The film also points towards the early onset of OCD in Hughes’ case which is manifested in his compulsively perfectionist disposition while shooting his maiden film Hell’s Angels.
Hughes had a long history of minor physical illnesses beginning in childhood. Driven by fear of developing life-threatening diseases, his mother frequently sought treatment for young Howard for colds and somatic complaints. At age 13, Hughes developed a medically unexplained paralysis that confined him to a wheelchair for 2 months. His parents believed that he had contracted polio, but the diagnosis was never confirmed. Later, in adulthood, Hughes developed chronic pains due to a series of plane accidents that rendered him dependent on or rather addicted to medication for pain relief.

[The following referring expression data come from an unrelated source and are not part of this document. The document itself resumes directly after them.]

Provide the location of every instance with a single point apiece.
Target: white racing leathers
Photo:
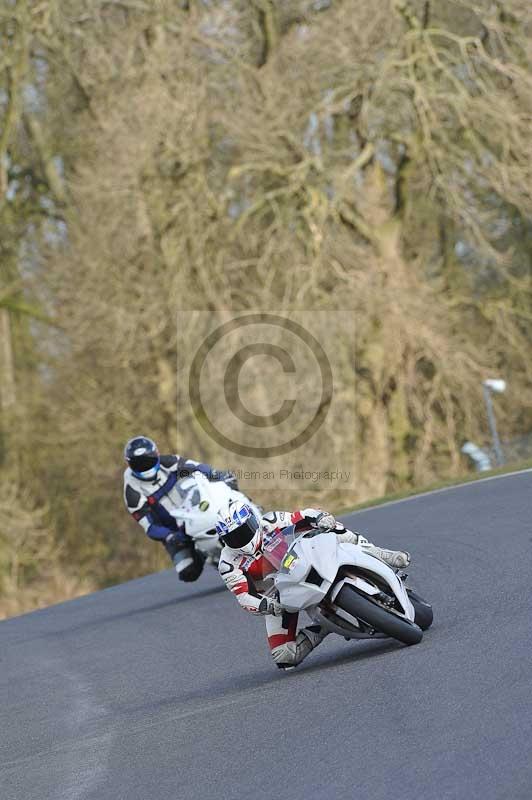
(247, 578)
(151, 503)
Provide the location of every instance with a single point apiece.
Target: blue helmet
(238, 528)
(142, 455)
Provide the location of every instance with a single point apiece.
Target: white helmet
(239, 529)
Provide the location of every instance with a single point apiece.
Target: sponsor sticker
(289, 561)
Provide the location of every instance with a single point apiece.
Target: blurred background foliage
(235, 154)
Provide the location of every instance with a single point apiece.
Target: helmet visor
(242, 535)
(143, 463)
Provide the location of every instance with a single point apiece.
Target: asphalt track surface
(159, 690)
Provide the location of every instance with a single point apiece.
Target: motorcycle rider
(243, 565)
(151, 492)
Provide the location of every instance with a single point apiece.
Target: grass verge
(469, 478)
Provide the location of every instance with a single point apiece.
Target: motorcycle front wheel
(377, 617)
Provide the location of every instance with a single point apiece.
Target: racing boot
(289, 655)
(396, 559)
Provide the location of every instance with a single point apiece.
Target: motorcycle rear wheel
(424, 615)
(377, 617)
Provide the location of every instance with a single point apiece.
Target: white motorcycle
(344, 589)
(202, 500)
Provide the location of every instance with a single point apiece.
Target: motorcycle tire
(377, 617)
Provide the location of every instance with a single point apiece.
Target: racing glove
(270, 606)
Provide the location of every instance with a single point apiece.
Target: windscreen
(276, 545)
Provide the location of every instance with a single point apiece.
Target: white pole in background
(499, 386)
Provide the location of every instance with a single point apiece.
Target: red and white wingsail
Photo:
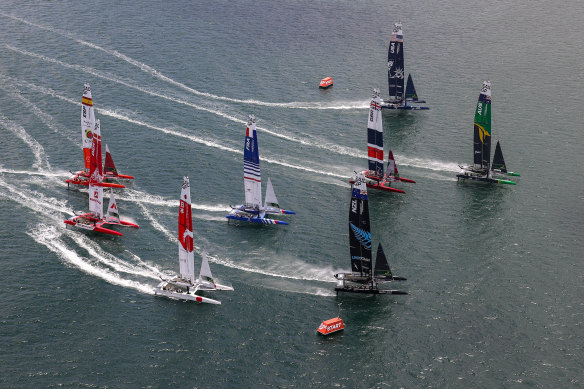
(87, 124)
(96, 175)
(186, 256)
(113, 216)
(109, 167)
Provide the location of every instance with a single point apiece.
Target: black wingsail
(395, 64)
(498, 160)
(381, 266)
(411, 90)
(359, 230)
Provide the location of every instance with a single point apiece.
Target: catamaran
(482, 170)
(185, 286)
(94, 220)
(363, 278)
(253, 211)
(87, 126)
(376, 177)
(396, 73)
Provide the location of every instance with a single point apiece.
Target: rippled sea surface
(495, 273)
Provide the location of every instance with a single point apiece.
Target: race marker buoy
(330, 326)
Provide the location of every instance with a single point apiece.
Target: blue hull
(256, 219)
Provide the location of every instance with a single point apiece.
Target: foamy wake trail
(341, 105)
(293, 269)
(140, 197)
(298, 270)
(110, 260)
(169, 235)
(196, 139)
(60, 174)
(50, 237)
(428, 164)
(35, 201)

Hughes was his parents’ only child and naturally had a close relationship with his parents. His mother died unexpectedly when he was 16 and two years later, his father died of a heart attack. Hughes mother was overprotective of her only child and was preoccupied with his physical and emotional condition. In the film, Hughes makes the observation that he had learned early in life that he could attract attention or avoid unpleasant situations by complaining of an illness. His father, on the other hand, was rather flamboyant and well known for his gregarious lifestyle.
Until his father’s death, hughes lived in California, where he engaged in a glamorous Hollywood lifestyle, often meeting with celebrities from the film industry.

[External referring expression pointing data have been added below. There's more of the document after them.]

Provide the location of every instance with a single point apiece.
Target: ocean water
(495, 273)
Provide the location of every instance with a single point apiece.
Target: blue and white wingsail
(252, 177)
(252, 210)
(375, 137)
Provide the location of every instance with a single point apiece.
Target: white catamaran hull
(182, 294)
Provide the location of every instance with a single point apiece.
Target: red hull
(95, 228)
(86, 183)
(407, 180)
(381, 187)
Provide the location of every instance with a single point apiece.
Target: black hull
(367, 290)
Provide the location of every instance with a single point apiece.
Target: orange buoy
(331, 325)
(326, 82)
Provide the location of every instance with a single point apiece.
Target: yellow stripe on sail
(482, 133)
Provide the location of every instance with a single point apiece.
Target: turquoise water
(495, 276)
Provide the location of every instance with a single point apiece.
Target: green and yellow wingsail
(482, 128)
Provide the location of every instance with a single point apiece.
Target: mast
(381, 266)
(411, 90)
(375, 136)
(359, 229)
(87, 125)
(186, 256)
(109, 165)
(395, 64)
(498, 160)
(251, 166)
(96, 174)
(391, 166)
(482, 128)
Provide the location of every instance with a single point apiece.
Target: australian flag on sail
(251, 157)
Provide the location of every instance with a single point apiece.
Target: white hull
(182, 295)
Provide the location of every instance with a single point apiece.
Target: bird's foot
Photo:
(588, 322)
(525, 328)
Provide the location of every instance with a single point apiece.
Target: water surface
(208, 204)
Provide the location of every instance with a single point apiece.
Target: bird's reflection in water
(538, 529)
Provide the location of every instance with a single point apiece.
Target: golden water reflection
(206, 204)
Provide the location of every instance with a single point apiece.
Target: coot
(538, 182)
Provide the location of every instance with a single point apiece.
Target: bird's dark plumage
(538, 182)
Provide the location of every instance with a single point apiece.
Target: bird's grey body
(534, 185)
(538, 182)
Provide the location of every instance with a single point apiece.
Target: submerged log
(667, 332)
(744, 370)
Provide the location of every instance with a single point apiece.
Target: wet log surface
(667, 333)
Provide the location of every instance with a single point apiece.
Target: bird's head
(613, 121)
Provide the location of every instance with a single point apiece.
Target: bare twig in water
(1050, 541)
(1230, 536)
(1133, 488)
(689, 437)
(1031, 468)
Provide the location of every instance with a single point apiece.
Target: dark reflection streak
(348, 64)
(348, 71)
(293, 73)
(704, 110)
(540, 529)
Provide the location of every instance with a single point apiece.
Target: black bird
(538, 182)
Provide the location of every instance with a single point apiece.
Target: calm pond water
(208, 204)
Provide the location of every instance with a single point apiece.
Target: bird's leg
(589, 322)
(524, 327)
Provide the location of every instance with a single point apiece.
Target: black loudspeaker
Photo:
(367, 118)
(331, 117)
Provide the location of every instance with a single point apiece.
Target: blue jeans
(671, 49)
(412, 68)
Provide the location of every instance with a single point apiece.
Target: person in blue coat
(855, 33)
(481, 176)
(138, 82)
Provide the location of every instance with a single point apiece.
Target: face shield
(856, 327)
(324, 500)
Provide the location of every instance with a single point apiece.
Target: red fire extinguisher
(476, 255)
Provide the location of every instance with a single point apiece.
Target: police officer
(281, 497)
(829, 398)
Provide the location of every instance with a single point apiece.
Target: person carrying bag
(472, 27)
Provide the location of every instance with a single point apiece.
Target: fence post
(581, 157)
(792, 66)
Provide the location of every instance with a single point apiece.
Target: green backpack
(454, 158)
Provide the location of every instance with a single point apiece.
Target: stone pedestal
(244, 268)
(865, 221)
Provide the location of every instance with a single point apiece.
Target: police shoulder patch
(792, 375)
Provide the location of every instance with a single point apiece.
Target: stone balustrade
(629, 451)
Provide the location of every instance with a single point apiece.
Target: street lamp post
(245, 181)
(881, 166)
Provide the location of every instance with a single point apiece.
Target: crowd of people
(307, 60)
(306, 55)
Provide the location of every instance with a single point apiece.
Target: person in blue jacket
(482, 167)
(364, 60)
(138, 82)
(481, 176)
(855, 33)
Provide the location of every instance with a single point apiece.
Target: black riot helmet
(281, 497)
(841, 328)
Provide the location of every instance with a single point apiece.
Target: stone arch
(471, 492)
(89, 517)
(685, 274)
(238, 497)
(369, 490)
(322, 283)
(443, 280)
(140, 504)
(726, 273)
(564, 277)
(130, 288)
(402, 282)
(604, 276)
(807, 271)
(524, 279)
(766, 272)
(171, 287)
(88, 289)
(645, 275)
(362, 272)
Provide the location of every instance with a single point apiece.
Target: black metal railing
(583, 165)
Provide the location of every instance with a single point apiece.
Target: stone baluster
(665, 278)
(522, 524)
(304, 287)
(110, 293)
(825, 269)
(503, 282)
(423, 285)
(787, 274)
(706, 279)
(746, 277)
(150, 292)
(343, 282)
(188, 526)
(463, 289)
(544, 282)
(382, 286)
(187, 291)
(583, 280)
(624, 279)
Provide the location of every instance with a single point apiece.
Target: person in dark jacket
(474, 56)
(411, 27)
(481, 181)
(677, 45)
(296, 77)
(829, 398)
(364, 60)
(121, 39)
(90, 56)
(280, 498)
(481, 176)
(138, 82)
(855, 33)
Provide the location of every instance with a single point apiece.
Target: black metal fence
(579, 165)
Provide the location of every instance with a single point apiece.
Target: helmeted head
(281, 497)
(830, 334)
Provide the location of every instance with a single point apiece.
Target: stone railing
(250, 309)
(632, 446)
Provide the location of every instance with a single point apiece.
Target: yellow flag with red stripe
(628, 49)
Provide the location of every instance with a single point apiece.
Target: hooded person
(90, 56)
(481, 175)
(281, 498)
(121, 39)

Even though he never earned a high school diploma, Hughes’ influential father managed to have him admitted to Rice University. He later quit college and became the sole beneficiary of a very successful family-owned business.
Hughes’ himself had a turbulent life so far as relationships were concerned. He married early at the age of 19 but this marriage lasted only five years. He later had a string of relationships with successful and beautiful women but his OCD condition made him insecure and suspect their commitment towards him, leading to several break-ups.

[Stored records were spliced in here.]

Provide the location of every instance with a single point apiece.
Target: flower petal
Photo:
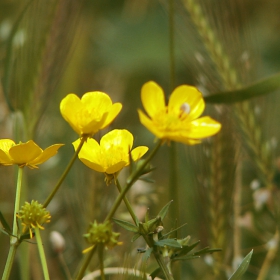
(191, 96)
(5, 145)
(120, 138)
(24, 153)
(150, 125)
(116, 167)
(93, 165)
(138, 152)
(69, 106)
(115, 109)
(152, 97)
(47, 153)
(202, 128)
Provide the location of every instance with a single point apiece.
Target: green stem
(101, 261)
(63, 176)
(128, 205)
(171, 45)
(131, 179)
(42, 253)
(14, 238)
(85, 264)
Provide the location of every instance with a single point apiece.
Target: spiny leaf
(168, 242)
(242, 267)
(164, 210)
(259, 88)
(126, 225)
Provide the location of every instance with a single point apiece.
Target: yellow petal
(47, 153)
(91, 155)
(69, 106)
(150, 125)
(5, 145)
(115, 109)
(138, 152)
(121, 138)
(116, 167)
(25, 152)
(189, 95)
(152, 97)
(202, 128)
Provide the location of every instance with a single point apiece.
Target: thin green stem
(101, 261)
(14, 238)
(171, 45)
(85, 264)
(42, 253)
(131, 179)
(63, 176)
(128, 205)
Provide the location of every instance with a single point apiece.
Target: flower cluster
(33, 215)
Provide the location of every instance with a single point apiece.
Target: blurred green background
(51, 48)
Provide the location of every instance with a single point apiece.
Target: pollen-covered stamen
(185, 110)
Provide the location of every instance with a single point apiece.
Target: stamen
(186, 108)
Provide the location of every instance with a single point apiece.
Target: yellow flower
(112, 154)
(25, 154)
(94, 111)
(178, 121)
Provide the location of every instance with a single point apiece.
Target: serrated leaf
(259, 88)
(147, 254)
(126, 225)
(5, 224)
(164, 210)
(242, 267)
(168, 242)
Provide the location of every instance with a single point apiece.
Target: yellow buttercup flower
(112, 155)
(94, 111)
(178, 121)
(25, 154)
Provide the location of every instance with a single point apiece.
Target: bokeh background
(51, 48)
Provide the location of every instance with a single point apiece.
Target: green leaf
(206, 250)
(5, 224)
(242, 267)
(259, 88)
(168, 242)
(147, 254)
(184, 251)
(164, 210)
(126, 225)
(135, 237)
(155, 273)
(167, 234)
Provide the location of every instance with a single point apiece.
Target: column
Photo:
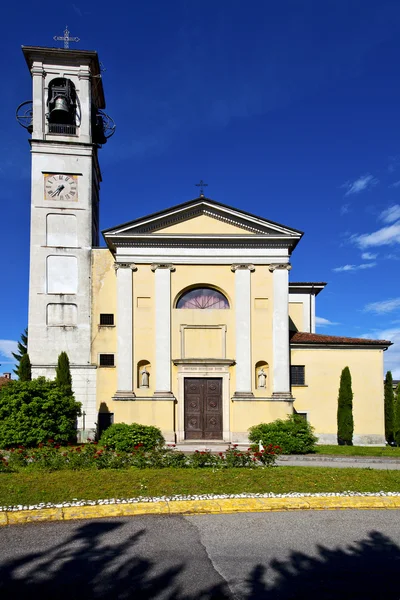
(243, 329)
(84, 97)
(39, 100)
(124, 330)
(280, 331)
(162, 292)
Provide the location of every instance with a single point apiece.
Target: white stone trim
(201, 371)
(243, 328)
(162, 284)
(280, 330)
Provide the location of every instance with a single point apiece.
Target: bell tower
(68, 126)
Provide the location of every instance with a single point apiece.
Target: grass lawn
(60, 486)
(359, 450)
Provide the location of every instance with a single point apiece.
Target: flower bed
(53, 457)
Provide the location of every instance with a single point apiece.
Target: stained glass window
(204, 298)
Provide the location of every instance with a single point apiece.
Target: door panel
(203, 409)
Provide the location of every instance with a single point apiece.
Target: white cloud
(392, 354)
(386, 236)
(360, 184)
(391, 214)
(321, 322)
(344, 209)
(354, 267)
(7, 347)
(384, 306)
(392, 256)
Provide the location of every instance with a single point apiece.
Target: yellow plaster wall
(248, 413)
(146, 412)
(296, 314)
(143, 325)
(323, 368)
(261, 325)
(104, 339)
(204, 225)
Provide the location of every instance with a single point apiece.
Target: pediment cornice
(150, 230)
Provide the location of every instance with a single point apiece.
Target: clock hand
(58, 191)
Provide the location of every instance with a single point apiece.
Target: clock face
(60, 187)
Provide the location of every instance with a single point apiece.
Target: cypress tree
(24, 370)
(22, 349)
(389, 408)
(63, 374)
(397, 416)
(345, 410)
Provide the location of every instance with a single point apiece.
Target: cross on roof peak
(201, 185)
(65, 38)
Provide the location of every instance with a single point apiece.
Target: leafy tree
(35, 411)
(345, 421)
(389, 408)
(397, 416)
(24, 371)
(63, 373)
(22, 349)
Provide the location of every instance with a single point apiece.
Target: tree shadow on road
(87, 567)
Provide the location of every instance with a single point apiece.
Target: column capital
(246, 266)
(286, 266)
(37, 70)
(131, 266)
(156, 266)
(84, 73)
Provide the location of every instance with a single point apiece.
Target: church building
(187, 319)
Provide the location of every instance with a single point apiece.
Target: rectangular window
(107, 360)
(106, 319)
(302, 415)
(297, 375)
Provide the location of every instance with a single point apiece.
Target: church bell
(60, 113)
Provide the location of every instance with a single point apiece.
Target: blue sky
(288, 109)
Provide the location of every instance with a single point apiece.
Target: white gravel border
(76, 502)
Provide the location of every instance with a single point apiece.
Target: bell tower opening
(67, 126)
(62, 102)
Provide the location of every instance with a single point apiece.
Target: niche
(143, 374)
(262, 375)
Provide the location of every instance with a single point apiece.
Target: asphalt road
(316, 554)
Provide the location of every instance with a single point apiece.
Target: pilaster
(280, 331)
(162, 273)
(38, 75)
(124, 272)
(243, 329)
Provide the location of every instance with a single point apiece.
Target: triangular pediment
(201, 217)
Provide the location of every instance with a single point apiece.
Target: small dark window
(106, 319)
(302, 415)
(297, 375)
(106, 360)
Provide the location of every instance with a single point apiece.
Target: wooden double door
(203, 408)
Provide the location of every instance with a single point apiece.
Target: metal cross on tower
(65, 38)
(201, 185)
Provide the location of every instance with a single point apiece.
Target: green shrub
(293, 436)
(345, 422)
(32, 412)
(124, 438)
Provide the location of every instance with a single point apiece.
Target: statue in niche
(144, 377)
(261, 379)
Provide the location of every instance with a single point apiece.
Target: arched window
(204, 298)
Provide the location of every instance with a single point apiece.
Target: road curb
(196, 507)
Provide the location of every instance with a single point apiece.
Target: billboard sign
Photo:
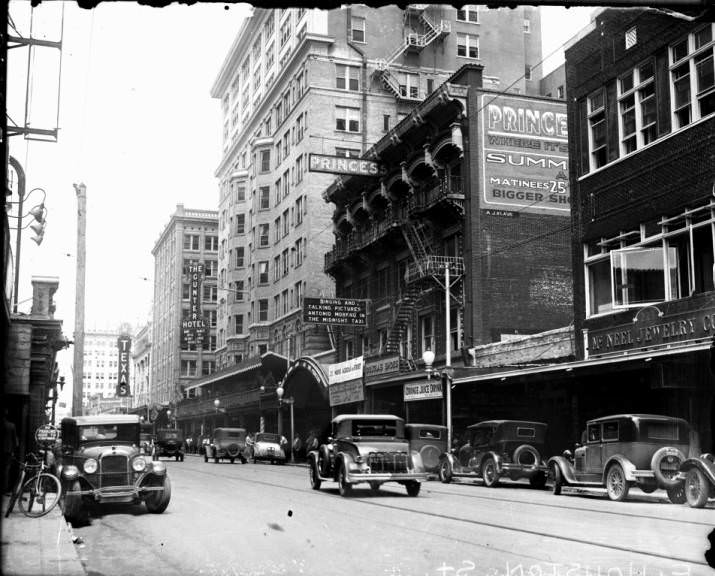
(193, 326)
(124, 346)
(342, 165)
(524, 154)
(344, 371)
(344, 311)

Hughes’ medical condition of OCD manifested itself in his behavior right from young adulthood. His compulsion for perfection in film-making; going to extraordinary lengths to achieve realism, were all a manifestation of his compulsive behavior. He took huge risks in his aviation business as well, taking major financial decisions on impulse and flying previously untested aircraft, risking his life in the process. This impulsiveness is also attributed to his OCD.
Hughes’ OCD manifested itself in his relationships in the form of paranoia and the belief that his partners were unfaithful to him. It grew to such an extent that he began spying on Hepburn, his long-time partner, eventually leading to their break-up.
With growing age, his OCD symptoms also worsened, making him see everything as unclean and germ-infested. His aversion to dust or anything seemingly unclean grew to such proportions that he would lock himself in a supposedly ‘germ-free’ room for prolonged periods of time, refusing to touch food and other such things he believed might be ‘germ-infested’.
As Hughes’ OCD worsened, he believed every place to be contaminated and unhygienic, often muttering, ‘there is no safe place’.
All the symptoms displayed by Howard Hughes point towards a progressively deteriorating Obsessive Compulsive Disorder (OCD). While the perfectionist aspect of Hughes, probably honed by OCD’s compulsive behavior, helped him succeed in film-making and aviation, the impulsive and risky behavior caused by it later also consumed his life.
The insecurity and paranoia resulting from OCD made him distrust his partners and loved-ones leading to destroyed relationships. The physiological harm caused later by his aversion to dust and seemingly contaminated places further aggravated his physical and mental condition as he confined himself to closed spaces and refused food.